Only time will tell, and I will keep a close eye on her to make sure her mental health isn't affected by this mission. I have my own personal mission now—to save Nora and ensure she has the life she deserves. It is clear her father, her family, or the world has never given her anything, but I will. I'll help her find her place and her happiness, even if it takes years. The doctor in me feels the need to give something back to this sweet suffering soul and prove the world isn't all bad. Nora craves love and a home. That much is obvious. I'll help her get that.

I stand softly and check her blood pressure again. I gave her some fluids to counteract all the drugs she was given, and I've also checked her heart and head to make sure everything is okay. It is physically, but the mental pain? I can't do much yet. Now, we just need her to wake up. I kicked the others out, not wanting her to be overwhelmed when she wakes up. She will probably be embarrassed, and maybe even lash out because of that, feeling vulnerable and off-kilter.

I've also lowered the lights to change the room from something clinical to cozy. I spotted the layout of her father's lab from her memories, which is similar to this one. No wonder she didn't want to come in here. It's probably a trigger for her, like chains are for me.

Her blood pressure is normal, so I sit back and double-check all the medical details I have on her while I wait for her to rouse. A lot is missing from her childhood since only the public files are available. Hopefully, when I find her father's notes, there will be more. It leaves me blind, however, and wondering if she has any undiagnosed illnesses or broken bones.

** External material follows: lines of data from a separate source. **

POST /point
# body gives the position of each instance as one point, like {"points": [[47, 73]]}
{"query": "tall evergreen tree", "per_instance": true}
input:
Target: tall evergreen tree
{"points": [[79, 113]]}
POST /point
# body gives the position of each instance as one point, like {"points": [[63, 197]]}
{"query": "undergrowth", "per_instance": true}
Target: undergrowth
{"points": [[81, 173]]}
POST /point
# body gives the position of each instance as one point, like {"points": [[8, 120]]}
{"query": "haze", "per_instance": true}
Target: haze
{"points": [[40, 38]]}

I wouldn't put it past him. There was another one of us that we found as a child, who was left with chronic pain from purposely broken and unfixed hands, ribs, legs—not to mention all the internal scarring from procedures. Eventually, it got to be too much for him. I tried to help, and we got him morphine—well, actually, we stole it, and that's when we came up on the military's radar—but even then, it wasn't enough.

He was in so much pain all the time. Not that he would admit it, but we saw it. It drained what was left of him, and he was unable to fight. He couldn't take it anymore. He killed himself by stepping in front of a bus. I close my eyes in pain at the memory. I was only a teenager, but I should have done more. There had to have been something, anything, other than just ending it. I carry that guilt and blame, and I know the others do as well, especially Mikhail. He made his choice, but we have to live with the consequences.

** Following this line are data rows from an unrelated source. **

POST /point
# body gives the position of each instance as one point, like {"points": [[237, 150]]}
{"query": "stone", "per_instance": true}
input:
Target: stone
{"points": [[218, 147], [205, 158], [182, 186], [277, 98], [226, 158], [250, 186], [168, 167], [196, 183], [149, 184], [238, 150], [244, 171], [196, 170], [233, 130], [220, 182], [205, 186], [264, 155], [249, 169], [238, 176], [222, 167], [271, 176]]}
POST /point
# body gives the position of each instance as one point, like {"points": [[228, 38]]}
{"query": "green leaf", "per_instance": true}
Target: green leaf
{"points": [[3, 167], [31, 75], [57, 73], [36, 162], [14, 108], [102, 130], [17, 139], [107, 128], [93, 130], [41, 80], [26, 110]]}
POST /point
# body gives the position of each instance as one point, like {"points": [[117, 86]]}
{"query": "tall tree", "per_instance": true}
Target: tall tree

A slight change in Nora's even breaths jerks me from my memories, and I blink my eyes open, sit up, and push away all those thoughts so they aren't as obvious on my face. She needs me to help. They all do. I need to be their rock, but they have no idea that I'm crumbling myself. Her eyes slowly open, hazy and disoriented. Dragging her tongue across her lips, she tries to sit up and groans when she falls. I catch her then gently prop her up with some pillows.

"Slowly, Nora," I murmur, and her head turns as she meets my eyes. The pain, embarrassment, and fear in her eyes undoes me. I stare, unable to look away, until her lashes cover her gaze, and when she looks at me once more, her eyes are empty. Her guard is up again.

"What—" Her voice cracks. Turning, I grab water and press the cup to her lips, tipping it. She drinks as she watches me.

"Only sip a little. We don't want you to be sick," I caution.